# Need to replace Hard drive on Premiere TCD746320



## neroroxxx (Dec 18, 2018)

Hi all, my friend's TiVo's hard drive apparently went bad and they asked me to replace it, i have a few questions as i've seen kits that claim to come "formatted" and i want to make sure i have everything i need.

#1 does the hard drive i'm replacing hold the actual operating system or it's just for storage?

#2 if its just for storage, can i just plug in a hard drive and format the hard drive directly inside the TiVo or do i need to format it before installing it? (i'm referring to the file system of the drive of course)

#3 Is there any software I have to instal on the hard drive to use it or is it just a storage drive for recorded shows?

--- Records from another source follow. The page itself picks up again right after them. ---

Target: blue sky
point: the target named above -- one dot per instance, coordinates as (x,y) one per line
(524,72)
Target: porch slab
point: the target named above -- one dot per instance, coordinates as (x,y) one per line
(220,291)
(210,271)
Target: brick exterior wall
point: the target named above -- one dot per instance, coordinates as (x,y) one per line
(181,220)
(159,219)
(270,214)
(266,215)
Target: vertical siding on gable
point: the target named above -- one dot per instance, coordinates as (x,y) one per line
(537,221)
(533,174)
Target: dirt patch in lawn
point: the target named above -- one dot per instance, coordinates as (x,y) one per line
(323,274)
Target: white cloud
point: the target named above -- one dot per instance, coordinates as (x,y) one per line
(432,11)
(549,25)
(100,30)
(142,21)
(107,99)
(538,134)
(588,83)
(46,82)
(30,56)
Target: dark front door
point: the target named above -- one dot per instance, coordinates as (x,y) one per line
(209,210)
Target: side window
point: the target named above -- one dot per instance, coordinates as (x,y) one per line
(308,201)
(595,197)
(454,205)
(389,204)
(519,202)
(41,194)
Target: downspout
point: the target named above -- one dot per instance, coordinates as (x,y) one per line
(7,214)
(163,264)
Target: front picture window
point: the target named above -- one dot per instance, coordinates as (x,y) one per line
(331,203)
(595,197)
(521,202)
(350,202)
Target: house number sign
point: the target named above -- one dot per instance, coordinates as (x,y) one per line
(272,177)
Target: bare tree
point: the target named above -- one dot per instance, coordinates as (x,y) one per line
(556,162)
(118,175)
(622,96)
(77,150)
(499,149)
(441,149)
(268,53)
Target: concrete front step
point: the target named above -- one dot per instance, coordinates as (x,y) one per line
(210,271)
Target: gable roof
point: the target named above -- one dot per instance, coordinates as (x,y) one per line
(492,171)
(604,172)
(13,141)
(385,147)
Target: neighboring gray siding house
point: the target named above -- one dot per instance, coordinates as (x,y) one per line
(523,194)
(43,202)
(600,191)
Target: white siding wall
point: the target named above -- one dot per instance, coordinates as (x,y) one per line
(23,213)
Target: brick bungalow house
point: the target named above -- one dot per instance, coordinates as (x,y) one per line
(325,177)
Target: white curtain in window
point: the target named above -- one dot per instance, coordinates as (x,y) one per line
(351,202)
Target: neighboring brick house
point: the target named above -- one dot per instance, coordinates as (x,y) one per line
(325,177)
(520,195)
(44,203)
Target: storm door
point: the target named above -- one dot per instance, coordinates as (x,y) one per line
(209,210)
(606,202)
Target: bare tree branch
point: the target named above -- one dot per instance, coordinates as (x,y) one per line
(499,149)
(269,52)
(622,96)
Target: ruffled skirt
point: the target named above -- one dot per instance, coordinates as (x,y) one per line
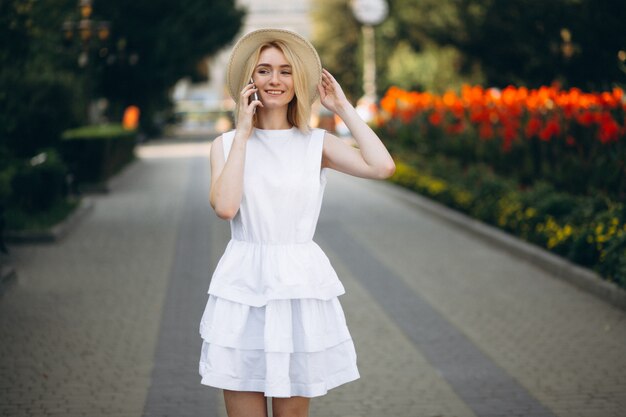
(285,348)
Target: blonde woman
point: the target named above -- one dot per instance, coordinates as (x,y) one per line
(273,325)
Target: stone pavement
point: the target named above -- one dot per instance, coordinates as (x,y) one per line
(104,323)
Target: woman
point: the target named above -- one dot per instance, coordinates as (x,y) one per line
(273,326)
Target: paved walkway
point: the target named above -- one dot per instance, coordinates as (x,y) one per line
(104,323)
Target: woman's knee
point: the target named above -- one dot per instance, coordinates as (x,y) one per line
(290,407)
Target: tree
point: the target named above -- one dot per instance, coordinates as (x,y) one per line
(39,96)
(155,43)
(438,44)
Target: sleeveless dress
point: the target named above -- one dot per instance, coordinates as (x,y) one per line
(273,322)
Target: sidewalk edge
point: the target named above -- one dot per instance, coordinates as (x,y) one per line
(583,278)
(7,277)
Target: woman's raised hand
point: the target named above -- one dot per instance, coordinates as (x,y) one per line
(331,94)
(247,109)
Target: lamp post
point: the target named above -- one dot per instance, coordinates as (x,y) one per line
(369,13)
(85,29)
(87,33)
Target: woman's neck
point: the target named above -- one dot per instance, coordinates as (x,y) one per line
(272,119)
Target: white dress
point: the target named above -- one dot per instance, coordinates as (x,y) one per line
(273,323)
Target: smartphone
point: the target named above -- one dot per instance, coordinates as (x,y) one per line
(255,95)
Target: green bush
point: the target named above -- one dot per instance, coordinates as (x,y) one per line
(95,153)
(590,231)
(35,111)
(39,183)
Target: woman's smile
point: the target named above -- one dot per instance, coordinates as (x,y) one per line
(274,79)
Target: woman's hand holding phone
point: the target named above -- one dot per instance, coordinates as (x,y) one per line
(248,103)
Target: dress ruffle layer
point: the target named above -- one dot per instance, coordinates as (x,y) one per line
(297,347)
(252,273)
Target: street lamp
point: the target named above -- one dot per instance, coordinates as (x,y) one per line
(369,13)
(85,29)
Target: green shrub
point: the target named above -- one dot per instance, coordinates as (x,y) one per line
(39,183)
(590,231)
(95,153)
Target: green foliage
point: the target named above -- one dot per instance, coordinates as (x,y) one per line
(17,219)
(95,153)
(39,183)
(155,43)
(104,131)
(438,44)
(586,230)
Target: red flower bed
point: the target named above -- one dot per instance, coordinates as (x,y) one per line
(574,139)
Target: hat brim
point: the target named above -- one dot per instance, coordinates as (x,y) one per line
(249,43)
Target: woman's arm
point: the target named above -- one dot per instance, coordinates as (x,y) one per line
(371,160)
(227,175)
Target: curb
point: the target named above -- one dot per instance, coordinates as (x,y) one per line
(56,232)
(583,278)
(7,277)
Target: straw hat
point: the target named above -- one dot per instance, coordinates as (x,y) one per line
(249,43)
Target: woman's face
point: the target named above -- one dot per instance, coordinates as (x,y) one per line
(274,79)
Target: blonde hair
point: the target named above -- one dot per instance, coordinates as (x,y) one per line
(299,109)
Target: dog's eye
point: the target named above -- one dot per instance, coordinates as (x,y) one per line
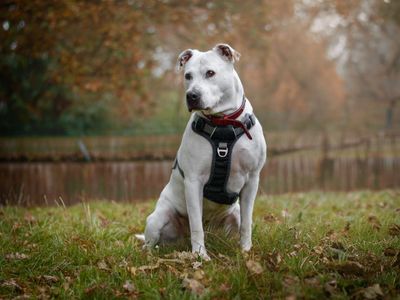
(210,73)
(188,76)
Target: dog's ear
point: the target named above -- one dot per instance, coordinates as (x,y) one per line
(183,58)
(227,52)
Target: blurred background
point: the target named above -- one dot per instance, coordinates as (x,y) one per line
(91,106)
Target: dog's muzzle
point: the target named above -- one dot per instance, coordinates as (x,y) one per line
(193,101)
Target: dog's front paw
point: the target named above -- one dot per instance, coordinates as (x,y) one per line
(202,252)
(246,246)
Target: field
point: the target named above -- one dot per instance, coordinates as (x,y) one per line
(309,245)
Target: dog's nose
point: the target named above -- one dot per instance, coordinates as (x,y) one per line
(192,97)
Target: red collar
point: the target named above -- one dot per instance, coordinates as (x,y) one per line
(230,119)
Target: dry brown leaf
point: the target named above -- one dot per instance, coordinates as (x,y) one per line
(373,220)
(349,267)
(372,292)
(16,256)
(285,213)
(184,255)
(270,218)
(224,287)
(312,281)
(48,278)
(193,286)
(128,286)
(330,287)
(198,275)
(289,281)
(11,284)
(196,264)
(390,251)
(254,267)
(102,265)
(394,230)
(29,218)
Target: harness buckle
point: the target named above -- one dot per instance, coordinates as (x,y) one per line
(222,149)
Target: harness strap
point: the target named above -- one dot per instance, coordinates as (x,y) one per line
(222,140)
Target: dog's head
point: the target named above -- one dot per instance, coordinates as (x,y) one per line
(210,78)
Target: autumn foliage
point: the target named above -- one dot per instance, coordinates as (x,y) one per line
(96,67)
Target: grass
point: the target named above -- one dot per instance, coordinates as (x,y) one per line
(311,245)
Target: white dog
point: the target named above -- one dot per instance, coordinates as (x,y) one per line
(219,160)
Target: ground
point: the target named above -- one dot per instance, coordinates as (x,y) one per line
(311,245)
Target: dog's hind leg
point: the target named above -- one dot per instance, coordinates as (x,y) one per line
(247,197)
(231,222)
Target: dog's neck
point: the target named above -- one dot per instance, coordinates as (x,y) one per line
(232,100)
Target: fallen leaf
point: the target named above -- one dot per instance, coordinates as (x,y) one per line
(390,251)
(94,287)
(198,275)
(270,218)
(16,256)
(11,284)
(193,286)
(285,213)
(224,287)
(289,281)
(196,264)
(128,286)
(254,267)
(372,292)
(312,281)
(273,261)
(29,218)
(330,287)
(48,278)
(184,255)
(394,230)
(104,222)
(349,267)
(102,265)
(373,220)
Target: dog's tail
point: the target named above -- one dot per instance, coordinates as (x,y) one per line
(140,237)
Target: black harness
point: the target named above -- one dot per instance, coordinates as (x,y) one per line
(222,140)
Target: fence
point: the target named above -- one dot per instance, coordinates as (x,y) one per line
(371,162)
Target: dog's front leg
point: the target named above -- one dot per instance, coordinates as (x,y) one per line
(247,198)
(194,204)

#4 is there a maximum capacity for the hard drive? I was thinking about installing a 2TB

Thank you in advance for your help


----------



## ggieseke (May 30, 2008)

On a Premiere, the drive holds everything (OS, software & storage). Unless you have another working 746 to copy, you have to restore an image file that I'm sending you with DvrBARS. That will give you a 320GB image on whatever drive you use, and you can use MFSTools 3.2 to expand it into the additional space. 8TB is possible, but it gets pretty complicated. 2TB is fairly easy.

See the DvrBARS and MFSTools 3.2 threads in this forum for more info.


----------